David McGill, JD, vice president, reimbursement and compliance, Össur Americas, Foothill Ranch, California: “It’s been a pretty traumatic ten years if you just look at the transformative changes in U.S. healthcare system. We transitioned from the historical system of healthcare in 2009 to the passage of the Affordable Care Act, creation of insurance exchanges, the introduction of essential health benefits, prohibitions on pre-existing conditions, and the elimination of lifetime caps for prosthetics and orthotics. And just as we start to adjust to that new normal, we have the disruption caused by the 2016 election and the attempts to ‘repeal and replace’ the ACA, which introduced an element of uncertainty into the entire health insurance marketplace. On the positive side, over the last decade we’ve seen a huge decrease in the number of uninsured individuals, which has improved patients’ access to O&P benefits overall.”
The uncertainty and marketplace confusion that developed in 2016 created instability, which is never a good thing. But, says McGill, “the actual impact has been less significant than most of the doomsayers predicted. In fact, the last few years have proven that the Affordable Care Act, whether you like it or not—and assuming it survives the current Supreme Court challenge—is probably more firmly entrenched than people initially thought it was.”
Kevin Carroll, MS, CP, FAAOP(D), vice president of prosthetics, Hanger Clinic, headquartered in Austin, Texas: “We are well on the way to having the paperless clinic become a reality. Clinics across the nation are rapidly becoming paperless with data entry and retrieval more streamlined. This results in making life easier for clinicians, administrators, and especially the patient, who no longer has to fill out as much documentation when they come into a clinic.”
Vinit Asar, CEO, Hanger Inc.: “Electronic health records (EHR) and electronic practice management (EPM) are a must today, however, there is also a high risk of failure if not implemented correctly. It’s not simply about implementing a paperless system, it’s also about significantly revamping the work flow and processes within a clinic so you can take advantage of the paperless environment and streamline the delivery of patient care. In addition to our EHR and EPM implementations, we have begun removing the administrative burden from our clinics by consolidating certain functions so that teams within our clinics can be focused on patient care. We believe that is a necessary step in the evolution of how O&P care is delivered to patients.

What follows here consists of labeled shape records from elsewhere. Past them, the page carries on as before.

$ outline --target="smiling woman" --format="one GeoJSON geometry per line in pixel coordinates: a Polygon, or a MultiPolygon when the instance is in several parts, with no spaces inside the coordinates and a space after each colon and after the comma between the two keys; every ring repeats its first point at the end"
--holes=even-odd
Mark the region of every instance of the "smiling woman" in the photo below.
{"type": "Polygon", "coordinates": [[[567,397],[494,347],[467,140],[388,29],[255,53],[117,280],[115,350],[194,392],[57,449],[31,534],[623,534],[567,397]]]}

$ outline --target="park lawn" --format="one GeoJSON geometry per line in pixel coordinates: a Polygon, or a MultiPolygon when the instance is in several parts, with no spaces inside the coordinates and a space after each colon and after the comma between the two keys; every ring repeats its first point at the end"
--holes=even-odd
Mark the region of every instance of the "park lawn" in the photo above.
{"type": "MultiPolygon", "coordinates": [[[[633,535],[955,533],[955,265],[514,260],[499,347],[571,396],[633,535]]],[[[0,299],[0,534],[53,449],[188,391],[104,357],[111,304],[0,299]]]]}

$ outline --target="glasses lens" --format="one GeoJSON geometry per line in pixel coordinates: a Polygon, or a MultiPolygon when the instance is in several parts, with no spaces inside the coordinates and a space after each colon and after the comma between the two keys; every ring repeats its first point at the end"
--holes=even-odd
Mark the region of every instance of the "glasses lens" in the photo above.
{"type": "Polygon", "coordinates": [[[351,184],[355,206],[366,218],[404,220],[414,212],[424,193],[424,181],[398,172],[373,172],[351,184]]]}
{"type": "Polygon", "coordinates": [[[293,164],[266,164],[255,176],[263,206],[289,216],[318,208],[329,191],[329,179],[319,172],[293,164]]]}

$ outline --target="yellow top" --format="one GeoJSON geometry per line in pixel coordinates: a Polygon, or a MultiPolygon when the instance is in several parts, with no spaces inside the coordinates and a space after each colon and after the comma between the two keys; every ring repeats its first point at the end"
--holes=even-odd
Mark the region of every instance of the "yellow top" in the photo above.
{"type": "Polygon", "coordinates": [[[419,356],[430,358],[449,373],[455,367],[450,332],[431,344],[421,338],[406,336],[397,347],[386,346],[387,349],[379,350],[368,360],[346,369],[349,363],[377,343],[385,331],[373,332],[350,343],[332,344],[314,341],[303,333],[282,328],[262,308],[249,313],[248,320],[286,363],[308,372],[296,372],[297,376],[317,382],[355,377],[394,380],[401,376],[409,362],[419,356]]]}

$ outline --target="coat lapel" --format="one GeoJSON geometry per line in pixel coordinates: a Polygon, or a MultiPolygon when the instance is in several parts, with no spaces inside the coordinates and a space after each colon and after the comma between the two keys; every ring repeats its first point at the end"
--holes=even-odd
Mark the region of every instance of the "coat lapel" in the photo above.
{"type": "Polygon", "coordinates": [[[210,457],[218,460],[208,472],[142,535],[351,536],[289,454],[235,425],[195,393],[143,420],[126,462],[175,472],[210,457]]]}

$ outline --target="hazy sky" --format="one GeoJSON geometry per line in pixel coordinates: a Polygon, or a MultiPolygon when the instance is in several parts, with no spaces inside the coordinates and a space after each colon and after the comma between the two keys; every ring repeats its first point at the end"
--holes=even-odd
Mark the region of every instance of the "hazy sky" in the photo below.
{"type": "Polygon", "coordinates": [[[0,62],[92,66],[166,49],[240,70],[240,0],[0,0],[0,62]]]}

“Competitive bidding will likely affect services that include off-the-shelf products at some point and will probably force the delivery of these services to be completely re-engineered. The economics of some of our O&P services will not be viable in the traditional manner that we have provided care, especially in the off-the-shelf orthotics category.”
Michelle Hall, MS, CPO, FAAOP(D), Gillette Children’s Specialty Healthcare, St. Paul, Minnesota, believes that the answer to many of the challenges that face today’s clinicians lies in a simple change of verbiage. “Ten and 20 years ago, people used the term ‘industry’ a lot. I think those of us who have been educated since then refer to it as our ‘profession.’ Clinicians providing patient care work in the O&P profession; manufacturers serve the O&P industry. That’s a nuance difference that’s incredibly important when we’re talking about the image of our profession. As we name ourselves, so will others see us.
“Those of us who are highly involved in our profession outside of just the workplace are very sensitive to the use of ‘industry’ versus ‘profession’—and I don’t know that people 20 years ago would have been.”